- Always ask the person how you can best assist.
- Ask/Look for:
- An identification bracelet with special health information.
- Emergency contact information to reach the person’s family.
- Essential equipment and supplies (for example: wheelchair, walker, oxygen, batteries, communication devices [head pointers, alphabet boards, speech synthesizers, etc.]). Medication.
- Mobility aids (for example, wheelchair, cane, walker or an assistance or service animal).
- Special health instructions (for example, allergies).
- Special communication information (for example, the person might say [s]he is stressed, look confused, withdraw, start rubbing their hands together).
- Conditions that people might misinterpret (for example, someone might mistake Cerebral Palsy for drunkenness).

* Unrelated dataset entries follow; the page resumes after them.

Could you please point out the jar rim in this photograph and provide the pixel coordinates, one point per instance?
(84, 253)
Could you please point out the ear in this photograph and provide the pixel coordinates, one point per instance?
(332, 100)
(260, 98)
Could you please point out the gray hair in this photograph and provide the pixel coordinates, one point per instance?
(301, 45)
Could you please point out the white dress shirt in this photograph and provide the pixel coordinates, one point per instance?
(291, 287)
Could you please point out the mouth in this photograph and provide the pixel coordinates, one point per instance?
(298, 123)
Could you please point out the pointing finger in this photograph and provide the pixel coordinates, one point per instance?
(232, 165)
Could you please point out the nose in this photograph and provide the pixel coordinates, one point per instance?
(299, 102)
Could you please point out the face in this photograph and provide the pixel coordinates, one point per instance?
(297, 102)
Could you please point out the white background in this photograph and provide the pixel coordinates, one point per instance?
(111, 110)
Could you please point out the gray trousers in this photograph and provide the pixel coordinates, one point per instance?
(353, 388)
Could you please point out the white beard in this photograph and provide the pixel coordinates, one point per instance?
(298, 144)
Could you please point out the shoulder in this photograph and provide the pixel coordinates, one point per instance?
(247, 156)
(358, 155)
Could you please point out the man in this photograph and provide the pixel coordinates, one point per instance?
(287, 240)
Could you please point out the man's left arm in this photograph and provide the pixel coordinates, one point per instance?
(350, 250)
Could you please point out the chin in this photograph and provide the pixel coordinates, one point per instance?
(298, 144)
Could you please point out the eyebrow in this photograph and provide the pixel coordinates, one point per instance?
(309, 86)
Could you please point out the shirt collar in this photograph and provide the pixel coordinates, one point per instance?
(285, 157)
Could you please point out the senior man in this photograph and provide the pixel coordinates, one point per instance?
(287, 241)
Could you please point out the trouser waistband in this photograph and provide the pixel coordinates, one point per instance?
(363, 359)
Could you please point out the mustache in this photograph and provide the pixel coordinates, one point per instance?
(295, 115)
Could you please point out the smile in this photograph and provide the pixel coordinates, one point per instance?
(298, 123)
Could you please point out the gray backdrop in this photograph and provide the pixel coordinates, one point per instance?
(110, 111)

- Try to include the person in conversations with other people; don’t talk about a person in front of that person.
- If the person does not use words to speak, look for gestures or other behaviors that communicate what that person wants to express.
- Don’t assume that people do not understand just because they don’t use words to communicate.
Tips for People who are Deaf or Hard of Hearing
- There is a difference between hard of hearing and deaf. People who are hard of hearing vary in the extent of hearing loss they experience. Some have complete deafness, while others can hear almost normally with hearing aids.
- Hearing aids do not guarantee that the person can hear and understand speech. They increase volume, not necessarily clarity.
- If possible, flick the lights when entering an area or room to get their attention. Establish eye contact with the individual, not with the interpreter, if one is present.
- Use facial expressions and hand gestures (but not exaggerated) as visual cues.
- Check to see if you have been understood and repeat if necessary.
- Offer pencil and paper. Write slowly and let the individual read as you write.
- Written communication may be especially important if you are unable to understand the person's speech.
- Do not allow others to interrupt you while conveying the emergency information.
- Be patient - the person may have difficulty understanding the urgency of your message. Provide the person with a flashlight to signal their location in the event they are separated from the rescue team. This will facilitate lip-reading or signing in the dark.
- While written communication should work for many people, others may not understand English well enough to understand written instructions. Keep instructions simple, in the present tense and use basic vocabulary.